The Anglican Church in North America pursues its mission in a variety of ways. When the ACNA was founded in April 2009, its first Archbishop, Robert Duncan, called on the church to plant 1,000 new congregations in the next five years. This gave rise to the ‘Anglican 1000’ movement which raised up both church planters and supporting structures to reach that goal. By 2014, the ACNA had planted a net of 200 new congregations – less than the 1,000 goal, but a tremendous accomplishment recognized by North American church planting experts both inside and outside the church. The focus on church planting continues, with 44 new churches planted in 2015, while 26 churches closed – a net gain of another 18.
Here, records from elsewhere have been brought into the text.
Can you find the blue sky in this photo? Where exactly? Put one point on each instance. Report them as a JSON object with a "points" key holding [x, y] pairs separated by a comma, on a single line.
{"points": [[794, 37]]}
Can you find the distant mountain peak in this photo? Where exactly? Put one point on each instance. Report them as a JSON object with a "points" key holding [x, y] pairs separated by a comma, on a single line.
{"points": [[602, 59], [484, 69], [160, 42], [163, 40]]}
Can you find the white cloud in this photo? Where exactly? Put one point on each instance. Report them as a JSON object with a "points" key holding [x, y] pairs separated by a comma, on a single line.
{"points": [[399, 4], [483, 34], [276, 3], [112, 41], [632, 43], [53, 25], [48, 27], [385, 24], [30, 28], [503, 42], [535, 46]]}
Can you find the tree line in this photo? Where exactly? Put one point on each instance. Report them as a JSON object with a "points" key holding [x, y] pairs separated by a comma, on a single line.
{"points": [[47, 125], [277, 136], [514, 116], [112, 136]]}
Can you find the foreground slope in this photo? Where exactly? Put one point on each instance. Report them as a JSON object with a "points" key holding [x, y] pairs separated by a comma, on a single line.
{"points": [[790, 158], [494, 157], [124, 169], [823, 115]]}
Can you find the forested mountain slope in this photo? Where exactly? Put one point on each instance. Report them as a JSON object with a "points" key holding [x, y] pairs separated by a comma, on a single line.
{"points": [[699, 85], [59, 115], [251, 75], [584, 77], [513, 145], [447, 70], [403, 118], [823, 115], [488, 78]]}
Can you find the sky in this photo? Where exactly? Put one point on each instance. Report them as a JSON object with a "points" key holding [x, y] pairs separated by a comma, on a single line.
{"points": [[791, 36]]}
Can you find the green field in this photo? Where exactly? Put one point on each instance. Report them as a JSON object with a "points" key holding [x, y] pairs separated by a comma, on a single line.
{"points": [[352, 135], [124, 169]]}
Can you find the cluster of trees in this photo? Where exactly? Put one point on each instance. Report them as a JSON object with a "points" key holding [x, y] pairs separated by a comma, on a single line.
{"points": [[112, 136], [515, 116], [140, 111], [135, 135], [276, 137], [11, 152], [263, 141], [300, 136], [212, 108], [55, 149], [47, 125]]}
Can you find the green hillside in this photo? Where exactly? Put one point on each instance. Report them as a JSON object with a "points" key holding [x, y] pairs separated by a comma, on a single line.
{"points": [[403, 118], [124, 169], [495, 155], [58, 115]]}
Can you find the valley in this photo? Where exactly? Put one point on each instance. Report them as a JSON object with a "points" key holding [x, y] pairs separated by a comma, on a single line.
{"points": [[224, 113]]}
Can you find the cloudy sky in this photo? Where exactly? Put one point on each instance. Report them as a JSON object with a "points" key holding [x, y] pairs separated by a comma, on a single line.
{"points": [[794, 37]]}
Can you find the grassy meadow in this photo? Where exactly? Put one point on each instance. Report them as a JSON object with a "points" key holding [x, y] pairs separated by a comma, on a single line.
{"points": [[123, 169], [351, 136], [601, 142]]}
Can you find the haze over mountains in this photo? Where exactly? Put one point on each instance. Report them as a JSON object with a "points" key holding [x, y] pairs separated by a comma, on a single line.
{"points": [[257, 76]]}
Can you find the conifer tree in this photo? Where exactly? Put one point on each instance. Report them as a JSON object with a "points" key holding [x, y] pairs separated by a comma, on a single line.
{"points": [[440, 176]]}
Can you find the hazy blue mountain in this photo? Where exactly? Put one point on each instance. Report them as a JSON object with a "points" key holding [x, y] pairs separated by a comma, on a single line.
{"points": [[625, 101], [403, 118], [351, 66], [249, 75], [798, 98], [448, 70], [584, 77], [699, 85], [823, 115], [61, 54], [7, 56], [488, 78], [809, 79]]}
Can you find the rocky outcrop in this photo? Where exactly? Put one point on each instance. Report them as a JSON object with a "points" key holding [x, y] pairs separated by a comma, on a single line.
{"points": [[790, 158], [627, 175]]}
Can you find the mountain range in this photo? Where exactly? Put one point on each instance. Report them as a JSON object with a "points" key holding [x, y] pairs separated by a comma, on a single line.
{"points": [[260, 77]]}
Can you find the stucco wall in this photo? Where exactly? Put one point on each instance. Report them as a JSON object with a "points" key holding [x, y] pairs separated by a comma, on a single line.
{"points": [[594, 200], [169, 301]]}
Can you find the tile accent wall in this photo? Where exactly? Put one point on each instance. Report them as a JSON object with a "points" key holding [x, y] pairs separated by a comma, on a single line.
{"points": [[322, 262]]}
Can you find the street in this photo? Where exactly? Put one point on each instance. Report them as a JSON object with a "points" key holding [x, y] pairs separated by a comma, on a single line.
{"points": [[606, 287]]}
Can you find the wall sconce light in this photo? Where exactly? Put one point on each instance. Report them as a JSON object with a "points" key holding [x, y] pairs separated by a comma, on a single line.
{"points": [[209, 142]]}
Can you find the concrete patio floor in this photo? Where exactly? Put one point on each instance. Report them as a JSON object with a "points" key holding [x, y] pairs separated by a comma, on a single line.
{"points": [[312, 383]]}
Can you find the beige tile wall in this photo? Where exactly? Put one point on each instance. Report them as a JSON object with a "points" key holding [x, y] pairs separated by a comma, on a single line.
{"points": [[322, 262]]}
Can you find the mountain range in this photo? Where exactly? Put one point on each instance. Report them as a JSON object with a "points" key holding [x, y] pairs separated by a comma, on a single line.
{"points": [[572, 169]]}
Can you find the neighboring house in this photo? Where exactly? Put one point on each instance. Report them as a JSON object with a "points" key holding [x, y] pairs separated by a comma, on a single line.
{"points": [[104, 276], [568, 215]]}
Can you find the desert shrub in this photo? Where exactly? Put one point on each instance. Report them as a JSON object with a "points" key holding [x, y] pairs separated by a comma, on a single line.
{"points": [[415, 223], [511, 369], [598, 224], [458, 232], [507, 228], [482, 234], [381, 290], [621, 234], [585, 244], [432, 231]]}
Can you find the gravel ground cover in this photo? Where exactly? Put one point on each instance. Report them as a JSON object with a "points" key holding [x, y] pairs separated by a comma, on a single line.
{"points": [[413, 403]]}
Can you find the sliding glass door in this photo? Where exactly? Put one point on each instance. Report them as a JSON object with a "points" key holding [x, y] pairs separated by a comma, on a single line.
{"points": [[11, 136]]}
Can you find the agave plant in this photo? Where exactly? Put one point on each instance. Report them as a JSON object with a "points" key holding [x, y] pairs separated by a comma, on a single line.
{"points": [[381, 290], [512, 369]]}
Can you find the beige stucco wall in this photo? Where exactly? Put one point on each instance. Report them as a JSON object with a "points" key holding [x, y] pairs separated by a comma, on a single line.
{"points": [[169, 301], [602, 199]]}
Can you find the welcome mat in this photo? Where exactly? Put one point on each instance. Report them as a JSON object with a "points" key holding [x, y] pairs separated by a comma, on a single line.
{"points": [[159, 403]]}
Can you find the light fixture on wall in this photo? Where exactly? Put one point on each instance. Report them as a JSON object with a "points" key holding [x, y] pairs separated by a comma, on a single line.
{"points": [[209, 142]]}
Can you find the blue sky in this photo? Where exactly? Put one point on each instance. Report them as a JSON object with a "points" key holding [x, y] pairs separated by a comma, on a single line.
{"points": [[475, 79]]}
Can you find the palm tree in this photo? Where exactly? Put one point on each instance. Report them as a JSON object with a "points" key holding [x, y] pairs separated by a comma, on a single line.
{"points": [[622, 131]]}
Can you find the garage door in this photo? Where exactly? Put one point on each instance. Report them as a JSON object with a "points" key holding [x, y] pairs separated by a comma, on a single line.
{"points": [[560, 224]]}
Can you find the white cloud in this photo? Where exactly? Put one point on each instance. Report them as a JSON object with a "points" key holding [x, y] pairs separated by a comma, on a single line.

The ACNA also pursues its mission through congregational revitalization and a renewed focus on fulfilling Christ’s Great Commission within the local community in which congregations find themselves. With the help of mission societies like the American Anglican Council, the church is helping to develop and coach faithful, missional leaders at every level of the church, lay and ordained, and to help move from maintenance to mission small and mid-sized congregations in recline or decline.

Through its Matthew 25 Initiative, the ACNA is also expanding and developing ministries in North America that are engaged in working, living and serving on the margins of society. These ministries reach some of the most vulnerable and under-resourced populations in North America, fulfilling Jesus’ call to love ‘the least of these’ (Matt. 25.40). To date, the challenge grant of an anonymous donor and the matching gifts of congregations have enabled forty ministries to receive financial grants to launch and develop ministries of mercy and social justice across the continent. You can see the variety and reach of these ministries here. 2

Currently the Anglican Church in North America is developing a Provincial Book of Common Prayer, expected to be released in 2019.  The ACNA College of Bishops have already approved texts for Holy Communion, Baptism and Confirmation, the Daily Office, Rites for Holy Matrimony, and Lectionaries. In the meantime, congregations are allowed, with the permission of their bishop, to use those Books of Prayer that have been approved for use within the Diocese. These include the Alternative Service Book of the Church of England, Common Worship, the 1662 BCP, the Kenyan liturgy for Holy Communion, and the 1928 and 1979 BCP of The Episcopal Church. The expression of worship within the ACNA ranges from Anglo-Catholic to Evangelical to Charismatic and contemporary.

The Anglican Church in North America has also developed strong and vibrant ecumenical relationships with the Orthodox Church in America, the Russian Orthodox Church, the Polish National Catholic Church, the Roman Catholic Church, Missouri Synod Lutherans, and the Common Ground Christian Network (an evangelical coalition of mainline Presbyterians, Lutherans, Methodists and Reformed/Congregational Churches).

While the Anglican Church in North America does not consecrate women to the Episcopate, it makes no canon or rule abridging the authority of member dioceses with respect to their practice regarding the ordination of women to the diaconate or presbyterate (ACNA Art. VIII). Of the 29 dioceses which currently form part of the ACNA, only 8 ordain women to the presbyterate. The ACNA’s Task Force on Holy Orders has submitted its report to the College of Bishops, with a focus on developing first an understanding of the range of acceptably Anglican views within the province on ecclesiology, the nature of sacraments and Holy Orders, and the need to consult with both the theological commissions of GAFCON and the Global South, and ecumenical partners. The ACNA bishops will meet in September in conclave (without phone and internet interruptions) for a week to consult prayerfully with each other and reach a decision on women’s ordination that will keep the whole church together.

The Rev. Canon Phil Ashey is the ACNA Provincial Canon for Strategic Mission and President of the American Anglican Council.